Observatories¶
The jmapObservatory
class is a custom observatory designed specifically for viewing JMAP Stars. It extends the functionality of the base Observatory class, providing additional methods and attributes tailored to the graph models outputted by JMAP Star. This class allows for detailed analysis and exploration of complex data relationships within the JMAP framework.
jmapObservatory¶
- class thema.probe.observatories.jmapObservatory.jmapObservatory(star_file)[source]¶
Bases:
Observatory
Custom observatory for viewing JMAP Stars.
This class extends the Observatory class and provides additional functionality specific to the graph models outputted by JMAP Star.
Parameters:¶
- star_filestr
The file path to the star file.
Attributes:¶
- _unclusteredlist
A list of unclustered items.
- _group_lookuptabledict
A dictionary to aid in group decomposition and item lookup.
- _node_lookuptabledict
A dictionary to aid in group decomposition and item lookup.
- _group_directorydict
A dictionary containing cluster members for each group.
Methods:¶
- get_items_groupID(item_id)
Look up function for finding an item’s connected component (i.e., group).
- get_items_nodeID(item_id)
Look up function for finding an item’s member node.
- get_nodes_members(node_id)
Look up function to get members of a node.
- get_groups_members(group_id)
Look up function to get items within a group.
- get_groups_member_nodes(group_id)
Look up function to get nodes within a connected component.
- get_nodes_groupID(node_id)
Returns the node’s group id.
- get_global_stats()
Calculates global mean and standard deviation statistics.
- get_nodes_raw_df(node_id)
Returns a subset of the raw dataframe only containing members of the specified node.
- get_nodes_clean_df(node_id)
Returns a subset of the clean dataframe only containing members of the specified node.
- get_nodes_projections(node_id)
Returns a subset of the projections array only containing members of the specified node.
- get_groups_raw_df(group_id)
Returns a subset of the raw dataframe only containing members of the specified group.

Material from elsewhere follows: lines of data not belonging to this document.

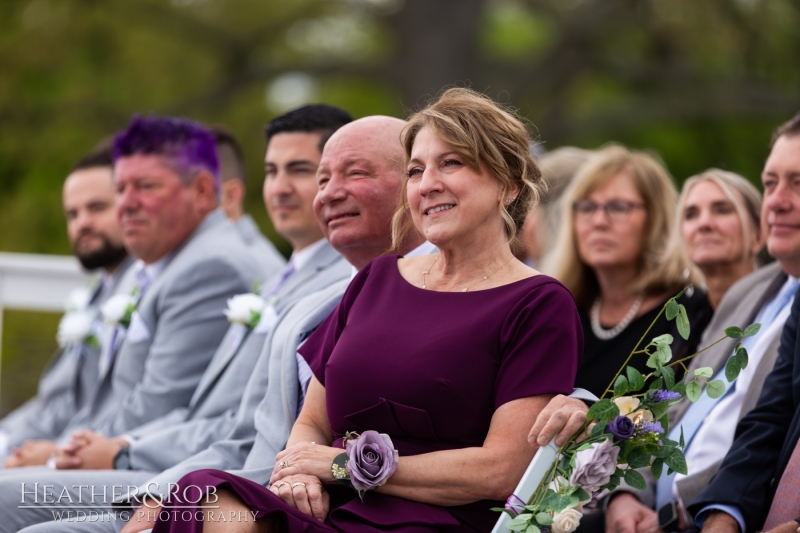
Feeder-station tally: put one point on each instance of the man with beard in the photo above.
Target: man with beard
(71, 375)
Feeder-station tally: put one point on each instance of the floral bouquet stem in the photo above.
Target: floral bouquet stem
(627, 430)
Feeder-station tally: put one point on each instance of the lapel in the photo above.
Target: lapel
(212, 220)
(742, 313)
(321, 259)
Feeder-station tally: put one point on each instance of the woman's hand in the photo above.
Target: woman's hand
(305, 458)
(304, 493)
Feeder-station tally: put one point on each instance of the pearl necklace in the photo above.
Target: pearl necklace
(608, 334)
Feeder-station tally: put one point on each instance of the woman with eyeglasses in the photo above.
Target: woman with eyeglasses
(615, 252)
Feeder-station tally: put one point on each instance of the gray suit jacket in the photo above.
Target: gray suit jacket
(158, 369)
(269, 259)
(738, 307)
(212, 411)
(67, 382)
(269, 405)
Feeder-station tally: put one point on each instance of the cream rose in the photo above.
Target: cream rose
(626, 404)
(642, 416)
(566, 521)
(245, 309)
(74, 327)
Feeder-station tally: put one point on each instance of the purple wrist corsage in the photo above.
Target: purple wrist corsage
(371, 460)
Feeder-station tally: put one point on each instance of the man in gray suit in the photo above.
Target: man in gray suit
(71, 376)
(292, 156)
(355, 215)
(233, 187)
(191, 260)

- get_groups_clean_df(group_id)
Returns a subset of the clean dataframe only containing members of the specified group.
- get_groups_projections(group_id)
Returns a subset of the projections array only containing members of the specified group.
- compute_node_description(node_id, description_fn=get_minimal_std)
Compute a simple description of each node in the graph.
- compute_group_description(group_id, description_fn=get_minimal_std)
Compute a simple description of a policy group.
Example
>>> from thema.probe.observatories import jmapObservatory >>> star_file = "path/to/star_file" >>> obs = jmapObservatory(star_file) >>> obs.get_items_groupID(1)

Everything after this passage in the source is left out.